This document outlines the design principles, architecture decisions, and trade-offs considered during the development of IAM Manager.
IAM Manager was designed with the following goals in mind:
- Declarative Management: Enable management of AWS IAM roles using Kubernetes-native declarative principles
- Security First: Implement strong security boundaries to prevent privilege escalation
- GitOps Compatibility: Allow IAM roles to be version-controlled alongside application code
- Namespace Isolation: Provide isolation between different teams/namespaces
- Kubernetes Integration: Leverage Kubernetes patterns and extend its API
IAM Manager separates the following concerns:
- Role Definition: Handled by the Iamrole CR
- Permission Boundaries: Managed separately and enforced by the controller
- Trust Relationships: Configured based on use case (standard or IRSA)
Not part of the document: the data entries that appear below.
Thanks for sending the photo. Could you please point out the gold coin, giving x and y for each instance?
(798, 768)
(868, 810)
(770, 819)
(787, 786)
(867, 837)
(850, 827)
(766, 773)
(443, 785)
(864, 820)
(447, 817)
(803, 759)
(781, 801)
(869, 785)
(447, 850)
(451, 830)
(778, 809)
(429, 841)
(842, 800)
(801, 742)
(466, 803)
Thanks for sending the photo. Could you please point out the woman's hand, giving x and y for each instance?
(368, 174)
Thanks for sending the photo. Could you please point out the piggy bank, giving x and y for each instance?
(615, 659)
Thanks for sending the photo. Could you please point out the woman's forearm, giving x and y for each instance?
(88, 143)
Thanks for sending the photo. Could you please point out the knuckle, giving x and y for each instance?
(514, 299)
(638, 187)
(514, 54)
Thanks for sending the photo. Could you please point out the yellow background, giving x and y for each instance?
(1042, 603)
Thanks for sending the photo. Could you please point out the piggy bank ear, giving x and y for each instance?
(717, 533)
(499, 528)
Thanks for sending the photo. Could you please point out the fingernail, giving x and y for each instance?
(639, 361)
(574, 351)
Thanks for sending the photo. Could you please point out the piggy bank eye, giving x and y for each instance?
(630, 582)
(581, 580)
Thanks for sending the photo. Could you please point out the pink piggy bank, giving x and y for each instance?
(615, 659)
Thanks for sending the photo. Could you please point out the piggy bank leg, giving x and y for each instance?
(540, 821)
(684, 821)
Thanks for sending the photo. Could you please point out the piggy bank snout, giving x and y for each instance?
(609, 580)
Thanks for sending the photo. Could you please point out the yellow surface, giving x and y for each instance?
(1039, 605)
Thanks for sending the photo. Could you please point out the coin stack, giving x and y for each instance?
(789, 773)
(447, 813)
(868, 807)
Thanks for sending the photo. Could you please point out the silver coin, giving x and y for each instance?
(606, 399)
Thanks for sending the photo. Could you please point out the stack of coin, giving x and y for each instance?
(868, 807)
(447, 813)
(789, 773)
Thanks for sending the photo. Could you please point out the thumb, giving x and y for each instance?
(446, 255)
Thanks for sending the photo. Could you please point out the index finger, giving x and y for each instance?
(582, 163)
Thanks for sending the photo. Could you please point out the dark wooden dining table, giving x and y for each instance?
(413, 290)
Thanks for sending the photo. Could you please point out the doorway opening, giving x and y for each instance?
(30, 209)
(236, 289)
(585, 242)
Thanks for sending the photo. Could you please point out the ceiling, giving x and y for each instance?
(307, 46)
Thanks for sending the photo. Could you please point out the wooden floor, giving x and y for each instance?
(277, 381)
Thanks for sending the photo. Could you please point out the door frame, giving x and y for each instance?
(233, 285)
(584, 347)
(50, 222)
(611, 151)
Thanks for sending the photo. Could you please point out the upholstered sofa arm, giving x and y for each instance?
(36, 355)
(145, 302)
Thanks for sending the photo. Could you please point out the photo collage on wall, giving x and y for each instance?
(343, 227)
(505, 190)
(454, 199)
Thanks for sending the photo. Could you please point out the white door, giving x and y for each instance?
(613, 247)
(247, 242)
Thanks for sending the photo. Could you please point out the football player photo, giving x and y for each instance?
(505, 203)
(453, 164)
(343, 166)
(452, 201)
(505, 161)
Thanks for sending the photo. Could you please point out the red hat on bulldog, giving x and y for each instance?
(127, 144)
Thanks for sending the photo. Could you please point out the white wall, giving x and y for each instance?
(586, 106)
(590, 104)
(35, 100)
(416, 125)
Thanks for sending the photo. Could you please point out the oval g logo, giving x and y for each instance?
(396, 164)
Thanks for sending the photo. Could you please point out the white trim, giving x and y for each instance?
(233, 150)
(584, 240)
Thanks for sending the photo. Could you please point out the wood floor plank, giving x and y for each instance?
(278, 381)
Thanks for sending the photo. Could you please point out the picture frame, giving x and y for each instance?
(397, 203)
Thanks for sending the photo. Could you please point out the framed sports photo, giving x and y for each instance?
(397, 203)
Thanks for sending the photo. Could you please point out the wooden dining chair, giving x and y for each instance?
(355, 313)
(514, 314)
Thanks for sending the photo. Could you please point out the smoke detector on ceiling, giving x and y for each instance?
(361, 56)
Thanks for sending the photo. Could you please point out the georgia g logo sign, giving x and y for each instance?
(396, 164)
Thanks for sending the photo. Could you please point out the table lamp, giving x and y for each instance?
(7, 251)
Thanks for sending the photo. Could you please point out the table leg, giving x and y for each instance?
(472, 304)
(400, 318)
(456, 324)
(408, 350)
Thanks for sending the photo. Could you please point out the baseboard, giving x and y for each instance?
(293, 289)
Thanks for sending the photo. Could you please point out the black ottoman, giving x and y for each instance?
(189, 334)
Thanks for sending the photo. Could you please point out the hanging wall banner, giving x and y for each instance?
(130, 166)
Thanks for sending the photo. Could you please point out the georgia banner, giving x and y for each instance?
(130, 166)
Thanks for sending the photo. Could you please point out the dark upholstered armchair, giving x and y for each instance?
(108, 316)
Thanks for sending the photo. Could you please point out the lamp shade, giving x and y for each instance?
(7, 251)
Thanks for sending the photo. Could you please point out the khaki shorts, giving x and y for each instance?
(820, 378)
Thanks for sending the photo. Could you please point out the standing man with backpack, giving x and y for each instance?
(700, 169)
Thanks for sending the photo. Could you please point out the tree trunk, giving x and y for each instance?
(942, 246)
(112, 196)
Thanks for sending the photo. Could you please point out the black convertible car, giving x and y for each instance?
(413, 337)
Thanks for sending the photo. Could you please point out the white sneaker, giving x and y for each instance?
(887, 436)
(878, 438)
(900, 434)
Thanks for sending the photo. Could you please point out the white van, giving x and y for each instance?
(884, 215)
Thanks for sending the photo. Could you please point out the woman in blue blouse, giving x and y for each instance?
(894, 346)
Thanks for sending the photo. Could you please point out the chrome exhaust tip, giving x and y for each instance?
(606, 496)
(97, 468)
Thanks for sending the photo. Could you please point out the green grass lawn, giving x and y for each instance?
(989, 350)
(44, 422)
- Validation Logic: Implemented in admission webhooks
This separation allows for more flexible and maintainable code, as each component handles a specific aspect of IAM role management.
IAM Manager follows the Kubernetes extension pattern:
- Custom Resource Definitions (CRDs) to extend the Kubernetes API
- Custom controllers to reconcile desired vs. actual state
- Admission webhooks for validation
- Operator pattern for reconciliation
This approach provides a seamless integration with Kubernetes, allowing users to manage AWS IAM roles using familiar kubectl commands and GitOps workflows.
Security is a primary concern in IAM Manager's design:
- Permission Boundaries: All roles are created with a permission boundary that limits their maximum permissions
- Validation Webhooks: Prevent creation of roles with excessive permissions
- Namespace Restrictions: Limit the number of roles per namespace
- Role Naming Conventions: Enforce consistent naming with prefixes to identify managed roles
- Resource Tagging: Tag all AWS resources for auditing and management
IAM Manager uses a controller-based reconciliation loop:
- Watch for changes to Iamrole CRs
- Compare desired state (CR) with actual state (AWS)
- Make changes to bring actual state in line with desired state
- Update status to reflect current state
This pattern ensures that even if changes are made directly in AWS, the controller will detect and revert them to match the desired state defined in Kubernetes.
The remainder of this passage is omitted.